3. “We will be using some advanced equipment in the drilling program which will make Phase 1 drilling proceed faster, more controlled, accomplished more accurately, and data gathered very quickly. This will be a Solids Removal Unit (SRU), developed by an Australian company and sold in the USA (see http://www.amcmud.com/en/products-range/equipment-rental/product-data-sheets.html).
i. This device uses a centrifuge to remove drill cuttings from the mud circulation that cools the diamond bit and carries cuttings to the surface.
ii. The SRU removes +99% of drill cuttings from the mud and then circulates the cleaned mud back down the hole.
iii. The cuttings are ejected from the SRU where they can be bagged and disposed of.
iv. This give us the opportunity to sample the drill cuttings at any interval we choose – say 2.5, 5, 7.5 or 10 feet – or all of those intervals through the length of the drill hole or whatever intervals are desired to determine what the diamond drill is cutting even before the core is extracted, by “assaying” using a modern XRF (X-Ray fluorescence) unit: www.niton.com either a hand held “gun” or a more powerful bench or pick-up tail gate style unit. While an XRF is not a true “assay” used for exact grade determination for ore calculations it is sufficient for the onsite geologist to determine whether the gross metals content is going up, down or remaining the same. This information can be transmitted by computer to the Internet so all senior management personnel can review the data if it is critical.
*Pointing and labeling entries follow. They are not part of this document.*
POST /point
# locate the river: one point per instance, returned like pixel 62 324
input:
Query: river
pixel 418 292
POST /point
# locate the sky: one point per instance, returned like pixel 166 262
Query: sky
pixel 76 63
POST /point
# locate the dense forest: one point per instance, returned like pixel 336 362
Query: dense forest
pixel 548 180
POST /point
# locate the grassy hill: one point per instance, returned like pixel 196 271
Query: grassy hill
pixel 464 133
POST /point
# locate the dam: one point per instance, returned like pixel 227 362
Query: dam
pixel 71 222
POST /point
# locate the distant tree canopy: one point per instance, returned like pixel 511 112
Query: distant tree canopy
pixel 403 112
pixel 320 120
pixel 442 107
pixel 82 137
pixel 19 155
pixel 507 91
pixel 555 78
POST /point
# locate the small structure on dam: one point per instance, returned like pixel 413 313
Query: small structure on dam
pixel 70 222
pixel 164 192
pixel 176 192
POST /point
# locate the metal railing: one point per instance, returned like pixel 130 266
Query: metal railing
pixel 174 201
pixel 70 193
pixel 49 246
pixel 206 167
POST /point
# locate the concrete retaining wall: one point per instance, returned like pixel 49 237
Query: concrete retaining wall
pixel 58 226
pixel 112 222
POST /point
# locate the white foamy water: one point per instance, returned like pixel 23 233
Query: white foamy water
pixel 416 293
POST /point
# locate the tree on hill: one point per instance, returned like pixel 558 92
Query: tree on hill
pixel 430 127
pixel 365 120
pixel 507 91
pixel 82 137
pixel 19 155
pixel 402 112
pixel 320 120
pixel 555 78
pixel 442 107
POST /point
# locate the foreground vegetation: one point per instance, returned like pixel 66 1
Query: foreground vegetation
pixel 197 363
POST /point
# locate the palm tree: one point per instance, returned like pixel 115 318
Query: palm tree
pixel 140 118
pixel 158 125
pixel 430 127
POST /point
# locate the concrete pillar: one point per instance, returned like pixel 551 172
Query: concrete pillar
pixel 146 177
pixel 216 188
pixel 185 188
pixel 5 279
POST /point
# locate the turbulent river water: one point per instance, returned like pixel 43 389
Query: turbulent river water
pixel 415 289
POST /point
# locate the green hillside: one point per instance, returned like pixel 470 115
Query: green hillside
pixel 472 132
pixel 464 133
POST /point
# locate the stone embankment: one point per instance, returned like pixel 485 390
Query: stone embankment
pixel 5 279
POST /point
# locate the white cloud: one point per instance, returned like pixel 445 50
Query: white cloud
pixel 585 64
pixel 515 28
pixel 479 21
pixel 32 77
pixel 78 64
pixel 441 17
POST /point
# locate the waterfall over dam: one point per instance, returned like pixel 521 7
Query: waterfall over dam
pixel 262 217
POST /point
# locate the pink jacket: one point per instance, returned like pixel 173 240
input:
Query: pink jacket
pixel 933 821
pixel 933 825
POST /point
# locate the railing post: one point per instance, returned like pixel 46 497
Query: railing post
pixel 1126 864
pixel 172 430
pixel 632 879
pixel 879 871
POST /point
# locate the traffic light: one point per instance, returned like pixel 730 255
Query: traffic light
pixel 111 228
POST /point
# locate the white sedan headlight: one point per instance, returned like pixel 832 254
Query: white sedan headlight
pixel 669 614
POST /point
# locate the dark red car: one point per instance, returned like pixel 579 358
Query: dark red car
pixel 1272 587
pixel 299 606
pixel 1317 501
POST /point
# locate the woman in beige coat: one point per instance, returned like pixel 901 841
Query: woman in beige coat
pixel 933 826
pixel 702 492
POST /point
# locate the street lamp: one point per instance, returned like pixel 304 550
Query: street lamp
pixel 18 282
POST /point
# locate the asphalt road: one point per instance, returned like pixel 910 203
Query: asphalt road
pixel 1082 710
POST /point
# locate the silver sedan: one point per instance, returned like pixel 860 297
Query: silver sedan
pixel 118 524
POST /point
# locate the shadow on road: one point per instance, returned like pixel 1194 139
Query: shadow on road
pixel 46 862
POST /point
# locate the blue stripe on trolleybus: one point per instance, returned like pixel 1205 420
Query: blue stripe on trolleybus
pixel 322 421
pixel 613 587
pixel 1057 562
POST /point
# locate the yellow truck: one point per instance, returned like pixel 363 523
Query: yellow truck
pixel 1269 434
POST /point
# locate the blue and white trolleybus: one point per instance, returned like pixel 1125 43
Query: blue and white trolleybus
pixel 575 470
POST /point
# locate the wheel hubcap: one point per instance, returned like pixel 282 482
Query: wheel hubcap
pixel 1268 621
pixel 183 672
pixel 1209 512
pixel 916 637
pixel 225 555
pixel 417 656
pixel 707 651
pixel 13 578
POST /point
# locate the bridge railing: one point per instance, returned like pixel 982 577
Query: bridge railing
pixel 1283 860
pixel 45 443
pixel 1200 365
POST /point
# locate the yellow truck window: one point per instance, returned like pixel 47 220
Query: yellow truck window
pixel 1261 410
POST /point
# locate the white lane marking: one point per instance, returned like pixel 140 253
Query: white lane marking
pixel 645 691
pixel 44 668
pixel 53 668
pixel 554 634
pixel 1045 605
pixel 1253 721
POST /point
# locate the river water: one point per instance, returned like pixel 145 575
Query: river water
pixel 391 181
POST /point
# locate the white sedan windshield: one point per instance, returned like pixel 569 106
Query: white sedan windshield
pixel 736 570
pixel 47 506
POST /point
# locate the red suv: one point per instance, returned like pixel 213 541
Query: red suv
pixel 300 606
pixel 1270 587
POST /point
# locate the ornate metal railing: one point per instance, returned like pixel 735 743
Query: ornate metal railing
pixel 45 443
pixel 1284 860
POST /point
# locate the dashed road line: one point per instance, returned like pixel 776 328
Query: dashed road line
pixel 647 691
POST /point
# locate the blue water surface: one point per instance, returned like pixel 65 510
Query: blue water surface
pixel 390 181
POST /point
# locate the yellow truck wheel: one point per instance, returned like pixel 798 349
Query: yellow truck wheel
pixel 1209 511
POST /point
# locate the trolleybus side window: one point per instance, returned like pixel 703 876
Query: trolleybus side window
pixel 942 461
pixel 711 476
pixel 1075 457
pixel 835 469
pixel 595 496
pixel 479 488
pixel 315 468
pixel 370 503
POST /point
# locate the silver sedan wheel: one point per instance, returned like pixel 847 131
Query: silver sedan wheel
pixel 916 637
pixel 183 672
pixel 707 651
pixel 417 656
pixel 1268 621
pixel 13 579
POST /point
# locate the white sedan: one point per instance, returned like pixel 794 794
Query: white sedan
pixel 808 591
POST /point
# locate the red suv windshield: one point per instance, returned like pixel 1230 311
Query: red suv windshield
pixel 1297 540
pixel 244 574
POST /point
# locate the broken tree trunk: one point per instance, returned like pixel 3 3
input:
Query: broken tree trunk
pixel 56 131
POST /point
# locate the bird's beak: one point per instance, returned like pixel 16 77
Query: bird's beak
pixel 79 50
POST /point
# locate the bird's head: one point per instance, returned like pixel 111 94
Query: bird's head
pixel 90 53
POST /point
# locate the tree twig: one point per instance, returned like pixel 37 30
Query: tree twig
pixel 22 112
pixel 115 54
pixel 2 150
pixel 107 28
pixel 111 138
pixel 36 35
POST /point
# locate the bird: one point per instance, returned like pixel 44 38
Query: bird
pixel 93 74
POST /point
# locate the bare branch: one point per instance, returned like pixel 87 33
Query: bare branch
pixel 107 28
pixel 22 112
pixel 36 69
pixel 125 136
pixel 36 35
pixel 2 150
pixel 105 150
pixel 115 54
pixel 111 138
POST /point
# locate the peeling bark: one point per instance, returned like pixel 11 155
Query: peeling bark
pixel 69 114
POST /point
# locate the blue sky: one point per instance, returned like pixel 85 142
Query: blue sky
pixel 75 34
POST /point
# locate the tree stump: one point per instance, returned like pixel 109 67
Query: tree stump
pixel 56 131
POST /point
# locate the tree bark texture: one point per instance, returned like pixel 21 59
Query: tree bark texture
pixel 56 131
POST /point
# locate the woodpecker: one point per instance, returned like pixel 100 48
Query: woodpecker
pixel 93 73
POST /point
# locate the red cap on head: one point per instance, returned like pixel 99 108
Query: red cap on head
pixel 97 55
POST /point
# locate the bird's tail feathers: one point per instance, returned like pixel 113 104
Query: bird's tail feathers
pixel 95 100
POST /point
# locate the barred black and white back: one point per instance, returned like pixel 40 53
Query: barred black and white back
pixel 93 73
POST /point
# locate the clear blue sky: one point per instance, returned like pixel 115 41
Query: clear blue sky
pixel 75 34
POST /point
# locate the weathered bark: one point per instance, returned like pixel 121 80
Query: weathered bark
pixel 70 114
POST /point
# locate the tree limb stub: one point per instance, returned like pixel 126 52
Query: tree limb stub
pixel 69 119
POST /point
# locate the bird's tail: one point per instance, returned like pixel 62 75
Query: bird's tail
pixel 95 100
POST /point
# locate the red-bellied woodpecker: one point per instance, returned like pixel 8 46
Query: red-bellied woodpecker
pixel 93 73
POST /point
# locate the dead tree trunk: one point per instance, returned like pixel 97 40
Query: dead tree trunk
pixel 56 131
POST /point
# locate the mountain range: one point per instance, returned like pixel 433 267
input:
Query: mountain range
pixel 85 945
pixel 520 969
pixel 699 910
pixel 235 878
Standard drill core assays by a certified lab will still be undertaken following standard procedures which can only be done that involve a carefully monitored and controlled half sample split of the drill core, prepared in a very clean sample prep lab, and sent under chain of custody control to a certified lab, which we will also do. However XRF is sufficient for the onsite geologist to determine whether the gross metals content is going up, down or remaining the same. This droll mud sampling methodology (but without the use of the SRU) was reported by D.K.F. McLachlan, in Mckinstry,H.E. – Mining Geology 1948 in the days when diamond drilling was young and the diamond drill core bit tended to grind up core that was soft, where the mineralized intervals were encountered. It is still a valid technique when combined with the SRU.
“The SRU also meets the requirements of the Arizona State Land Department permits that require collection of drill cuttings and disposal in permitted land fill.
All of this new data and our innovative techniques, as well many other details will be used in the presentation in Manila, Philippines March 2-3, 2015 by Director Brett Gross and myself during a full day presentation to potential investors and mining professionals.”
“James A. Briscoe” James
A. Briscoe, Professional Geologist, AZ CA
Liberty Star Uranium & Metals Corp.
Forward Looking Statements
Statements in this news release that are not historical are forward looking statements. Forward-looking statements in this news release include all our planned drilling program, planned methodology and our planned use of equipment, partners or funding sources, including without limitation our plan to commence Phase 1 drilling at Hay Mountain and define an economic body of mineralization there; that geological conditions may allow for an in situ leaching operation, or open pit heap leaching; that discovery of such a leachable ore body, similar those enumerated above, could result in a 4 year time line to production. Factors which may delay or prevent these forward-looking statements from being realized include: the failure of our proposals to be accepted; we may not attract any partners or funding sources; we may not be able to raise sufficient funds to complete our intended exploration, keep our properties or carry on operations; and we may encounter an inability to continue exploration due to weather, logistical problems, labor or equipment problems or hazards even if funds are available. Even if we find a partner, we may not be able to reach agreement or carry out the development program as contemplated. Despite encouraging data there may be no commercially exploitable mineralization on our properties. Readers should refer to the risk disclosures in the Company’s recent 10-K and the Company’s other periodic reports filed from time to time with the Securities and Exchange Commission.